Birds singing, wide open and impossibly green fields, the sun out past 10pm: this is how I remember summers from my childhood in the Baltics and after a gorgeous ten days in Puglia looking at properties, these few days spent in the almost-Dutch countryside just outside of Amsterdam are especially nostalgic in the best possible way. Of course, this childhood nostalgia is not only a memory of some inaccessible past, but of more recent summers, too- those spent a decade and a half ago which were my first as an independent ‘adult’ studying. and living in Berlin, as well as more recent years, when I’d go to the forests north of that city to pick blueberries. In fact, I’ll be in Berlin next week, planning both the Berliner Philharmoniker members‘ The Once and Future (2021) performance this coming autumn in Hong Kong as the headline act of the New Vision Arts Festival as well as something new with the stage director Katharina Schmitt.
Suddenly, the summer has gotten busier than planned in terms of creative work, as I’ll be putting together a brief piece with Giorgio Biancorosso and the Hong Kong Ballet, a kind of music video demonstrating some new perspectives on holographic technology in the digital space.
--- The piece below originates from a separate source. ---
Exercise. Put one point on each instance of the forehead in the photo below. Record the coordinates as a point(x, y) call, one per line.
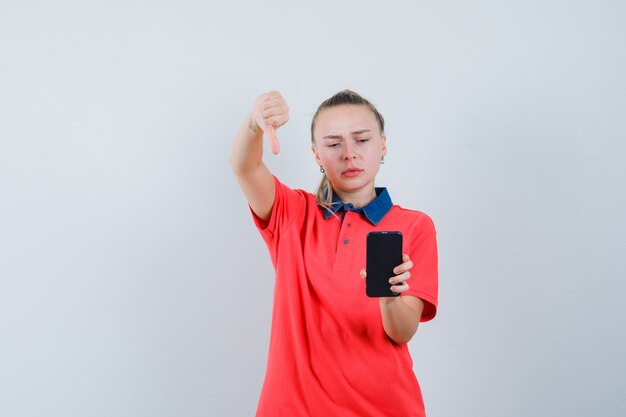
point(346, 118)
And of course, preparations for the upcoming project with the Chinese cellist LiLa and the Hong Kong Dance Company for this coming December at CityU are progressing and I’ll be writing that ten-minute work later this month. It’s all a rather long way of saying, these calm, long days of summer will soon be subsumed into a working cycle which will, I hope, will still allow me to catch that late sunset.
There are lots of plans circling for future editions, presentations, and performances of Russia: Today (2020) in both the UK and now perhaps even the United States, and indeed, with the onslaught of new work, I am ever-mindful of the importance of nourishing the creations that already exist. It is all a little bit like summer itself- in full bloom, one wishes for it never to end, but even when it does come to a close, those memories live on a little bit better with occasional, if not frequent, reminders.
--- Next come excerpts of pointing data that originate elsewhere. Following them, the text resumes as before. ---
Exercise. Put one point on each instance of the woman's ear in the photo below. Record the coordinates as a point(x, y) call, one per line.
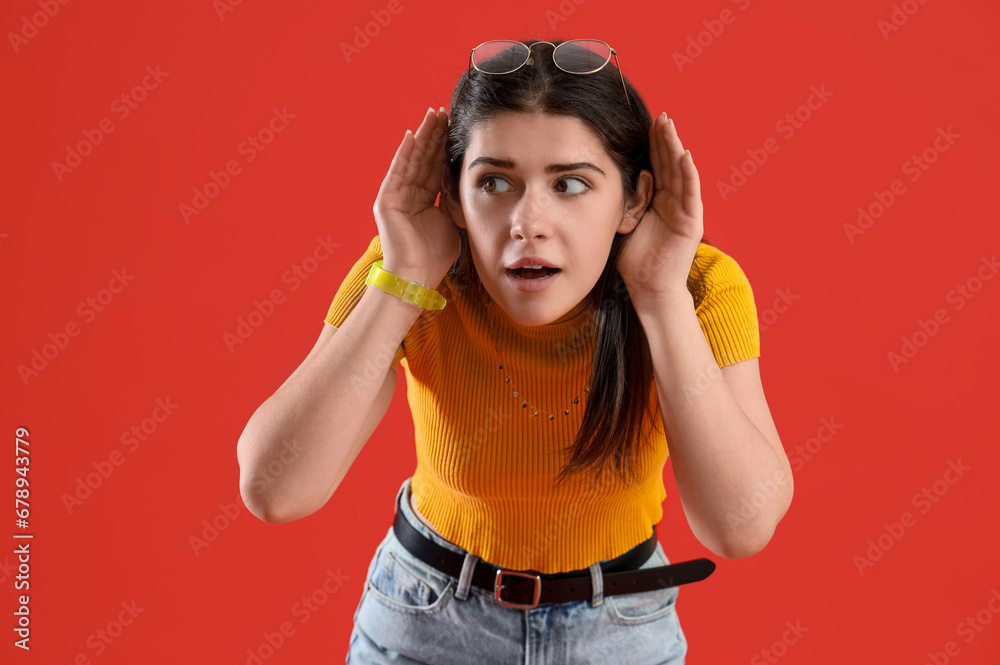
point(641, 201)
point(453, 207)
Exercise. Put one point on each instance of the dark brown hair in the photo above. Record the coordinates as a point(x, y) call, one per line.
point(618, 405)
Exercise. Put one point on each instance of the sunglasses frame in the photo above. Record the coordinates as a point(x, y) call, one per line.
point(555, 48)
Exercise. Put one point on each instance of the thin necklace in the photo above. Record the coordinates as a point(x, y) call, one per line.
point(503, 366)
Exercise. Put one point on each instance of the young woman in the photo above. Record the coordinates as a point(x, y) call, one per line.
point(559, 317)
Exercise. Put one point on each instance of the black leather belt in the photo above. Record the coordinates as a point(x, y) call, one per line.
point(527, 589)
It’s been a wild few weeks – at one point, in a matter of just a few days, I had set foot on three different continents – and arriving home late yesterday evening after five flights in a row feels a bit like stepping off a rocking boat onto terra firma. Finally. But despite long-postponed family vacations, intense adventures into the Andean altiplano, and striving to keep up to date on creative projects both ongoing and future, I also can hardly believe it’s already the middle of June and half the year has somehow expired! New Vision Arts Festival will debut their 2023 program in the coming weeks, the lead act of which will be the HK premiere of The Once and Future (2021) with Anandi Bhattacharya and the Berliner Philharmoniker musicians in October.
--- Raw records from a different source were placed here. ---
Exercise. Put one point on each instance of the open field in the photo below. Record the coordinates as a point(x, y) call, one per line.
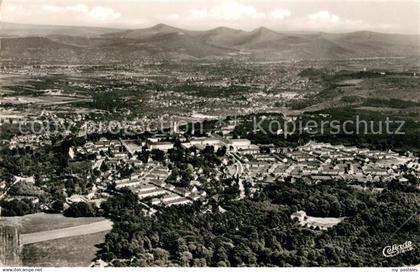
point(321, 222)
point(41, 222)
point(86, 229)
point(76, 251)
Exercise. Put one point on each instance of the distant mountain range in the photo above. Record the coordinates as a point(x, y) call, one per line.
point(101, 45)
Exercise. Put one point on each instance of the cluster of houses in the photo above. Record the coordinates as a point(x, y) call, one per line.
point(323, 161)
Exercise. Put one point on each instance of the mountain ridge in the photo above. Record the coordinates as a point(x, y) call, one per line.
point(166, 41)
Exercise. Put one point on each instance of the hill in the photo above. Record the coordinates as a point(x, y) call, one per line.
point(79, 44)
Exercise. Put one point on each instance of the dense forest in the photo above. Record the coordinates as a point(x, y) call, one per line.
point(260, 232)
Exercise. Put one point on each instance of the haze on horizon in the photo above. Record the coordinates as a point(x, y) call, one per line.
point(389, 16)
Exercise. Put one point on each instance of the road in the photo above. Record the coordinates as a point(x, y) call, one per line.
point(239, 172)
point(43, 236)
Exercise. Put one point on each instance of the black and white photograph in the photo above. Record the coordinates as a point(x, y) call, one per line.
point(281, 134)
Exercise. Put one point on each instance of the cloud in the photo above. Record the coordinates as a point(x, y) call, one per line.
point(324, 16)
point(228, 11)
point(104, 14)
point(280, 13)
point(96, 13)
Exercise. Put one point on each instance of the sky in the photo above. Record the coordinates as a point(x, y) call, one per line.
point(395, 16)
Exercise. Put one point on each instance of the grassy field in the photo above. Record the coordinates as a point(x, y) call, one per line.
point(44, 222)
point(76, 251)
But before the curtain comes down, I’ve got two interesting projects to commence with a third on the way- a collaboration with the Hong Kong Dance Company, curator Hing Chao, and the Chinese star cellist LiLa, and a new piece for the exceptional French Quatuor Arod, whom I had the pleasure to host in Hong Kong earlier this year as part of their residency at the HKBU Academy of Music. The latter project is a particularly exciting assignment considering I had really left behind writing chamber music for its own sake many years ago, so to return to the genre with one of the very best ensembles in the business is absolutely a pleasure. The former multimedia dance project will premiere already in December of this year at the City University of Hong Kong School of Creative Media
Next week, I’m off to the Salento and will juggle composition, admin work on existing and future projects (still more!), and finally finding a dream plot of land on which to build a home. But now, just now, it is so brilliantly good to be home and rarely have I felt less keen to hop on a plane again.